Le président de l’Autorité néerlandaise des jeux de hasard (KSA), Michel Groothuizen, a publiquement exprimé ses réserves concernant le projet de la coalition gouvernementale d’imposer une interdiction totale de la publicité pour les jeux d’argent.
La lutte contre l’addiction aux jeux et la protection des jeunes joueurs occupent le centre du débat politique aux Pays-Bas. Pourtant, le gendarme du secteur, Michel Groothuizen, ne partage pas l’enthousiasme de la coalition gouvernementale pour une interdiction totale de la publicité.
Dans l’émission télévisée “EenVandaag” le président de la Kansspelautoriteit (KSA), a déclaré qu’une interdiction totale ne constitue pas le bon instrument pour gagner la guerre contre les dérives du secteur.
L’ombre écrasante du marché illégal
L’argument principal de Groothuizen repose sur une réalité statistique alarmante. En interdisant aux opérateurs légaux, déjà soumis à des restrictions strictes, de communiquer auprès du public, l’État ne s’attaquerait qu’à la partie émergée de l’iceberg.
Le président de la KSA souligne que le volume de publicités diffusées par les sites illégaux sur les réseaux sociaux dépasse de loin celui des acteurs régulés.
Le constat est sans appel : pour chaque message publicitaire légal supprimé, des dizaines d’offres clandestines continuent de cibler les joueurs néerlandais.
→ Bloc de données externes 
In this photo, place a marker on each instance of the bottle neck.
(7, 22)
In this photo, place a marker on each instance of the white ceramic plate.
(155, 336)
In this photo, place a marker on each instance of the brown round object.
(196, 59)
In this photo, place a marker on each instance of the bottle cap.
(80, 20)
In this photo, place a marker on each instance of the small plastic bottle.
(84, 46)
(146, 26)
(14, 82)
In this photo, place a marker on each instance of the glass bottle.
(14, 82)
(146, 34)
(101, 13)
Groothuizen évoque un facteur de proportionnalité frappant, estimant que la pression publicitaire du marché noir est environ cinquante fois supérieure à celle des opérateurs autorisés.
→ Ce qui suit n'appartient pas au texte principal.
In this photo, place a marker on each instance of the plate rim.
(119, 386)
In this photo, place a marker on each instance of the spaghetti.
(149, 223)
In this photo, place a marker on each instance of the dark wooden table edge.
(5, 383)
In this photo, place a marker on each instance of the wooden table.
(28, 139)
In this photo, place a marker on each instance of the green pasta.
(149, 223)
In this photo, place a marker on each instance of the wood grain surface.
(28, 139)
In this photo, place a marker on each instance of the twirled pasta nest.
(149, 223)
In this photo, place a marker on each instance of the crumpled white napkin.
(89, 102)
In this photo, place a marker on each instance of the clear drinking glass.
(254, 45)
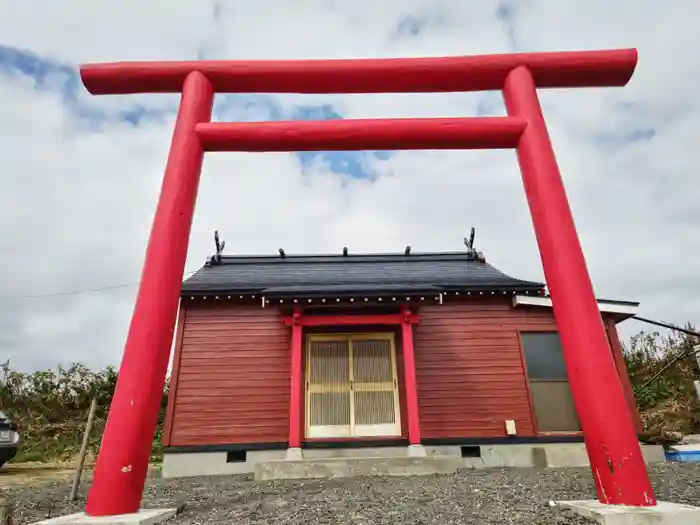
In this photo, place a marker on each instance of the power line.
(73, 292)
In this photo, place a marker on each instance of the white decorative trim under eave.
(603, 306)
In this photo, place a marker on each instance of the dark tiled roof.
(352, 274)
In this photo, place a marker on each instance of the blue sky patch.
(56, 76)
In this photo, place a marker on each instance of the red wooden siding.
(470, 370)
(233, 377)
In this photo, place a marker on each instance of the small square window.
(471, 451)
(236, 456)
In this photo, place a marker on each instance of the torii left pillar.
(122, 464)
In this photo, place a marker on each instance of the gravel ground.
(484, 497)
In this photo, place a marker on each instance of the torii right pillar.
(618, 467)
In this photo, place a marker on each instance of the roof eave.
(618, 311)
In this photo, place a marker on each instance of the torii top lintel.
(570, 69)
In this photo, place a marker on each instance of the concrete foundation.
(474, 456)
(664, 513)
(143, 517)
(352, 467)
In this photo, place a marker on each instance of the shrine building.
(292, 357)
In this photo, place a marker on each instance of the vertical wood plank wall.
(470, 371)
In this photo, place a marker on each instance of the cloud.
(81, 174)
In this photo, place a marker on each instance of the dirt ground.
(30, 474)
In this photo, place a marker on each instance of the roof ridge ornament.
(469, 243)
(216, 258)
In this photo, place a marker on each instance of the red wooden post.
(616, 458)
(126, 446)
(409, 368)
(296, 384)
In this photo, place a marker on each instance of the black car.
(9, 439)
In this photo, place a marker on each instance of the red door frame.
(405, 319)
(619, 471)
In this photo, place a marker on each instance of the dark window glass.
(543, 356)
(549, 384)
Pour Groothuizen, priver les acteurs légaux de visibilité reviendrait à laisser le champ libre aux plateformes qui ne respectent aucune mesure de protection des joueurs.
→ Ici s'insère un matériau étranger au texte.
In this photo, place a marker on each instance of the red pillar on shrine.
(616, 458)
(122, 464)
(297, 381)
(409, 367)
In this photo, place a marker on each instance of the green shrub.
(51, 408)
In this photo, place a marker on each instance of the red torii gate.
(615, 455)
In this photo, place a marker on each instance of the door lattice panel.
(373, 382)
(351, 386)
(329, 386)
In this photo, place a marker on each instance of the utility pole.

Roda JC et l’initiative des « numéros négatifs »
Pour illustrer une alternative pédagogique à l’interdiction pure et simple, la Ksa a mis en avant son partenariat avec le club de football Roda JC. Lors d’une rencontre récente, les joueurs ont arboré des numéros de maillot négatifs, une action symbolique forte visant à représenter les pertes financières réelles subies par les parieurs sportifs.
Cette campagne de sensibilisation cible directement la normalisation des paris sportifs chez les mineurs et les jeunes adultes. Michel Groothuizen a tenu à saluer l’éthique de Roda JC, précisant que le club occupe une place particulière pour le régulateur puisqu’il a toujours refusé d’être sponsorisé par un opérateur de jeux d’argent. Si des clubs de plus grande envergure comme l’Ajax ou le Feyenoord n’ont pas encore rejoint ce type d’initiative, la Ksa reste ouverte à une collaboration future avec les géants de l’Eredivisie.
Un dialogue nécessaire avec le gouvernement
Malgré les restrictions déjà en vigueur, dont le sponsoring des maillots par les casinos en ligne qui est désormais totalement proscrit, le gouvernement souhaite encore durcir le ton.
Groothuizen craint que cette rigidité ne soit contre-productive. En supprimant les points de repère pour les consommateurs, le risque de voir ces derniers migrer massivement vers des sites non régulés, où aucun contrôle sur les dépôts ou l’exclusion n’est pratiqué, devient critique.
Le président de l’autorité de régulation espère désormais pouvoir engager une discussion approfondie avec les nouveaux ministres. L’objectif est de définir une stratégie qui protège réellement les citoyens sans pour autant démanteler le cadre légal qui permet de maintenir les joueurs sous la surveillance du régulateur.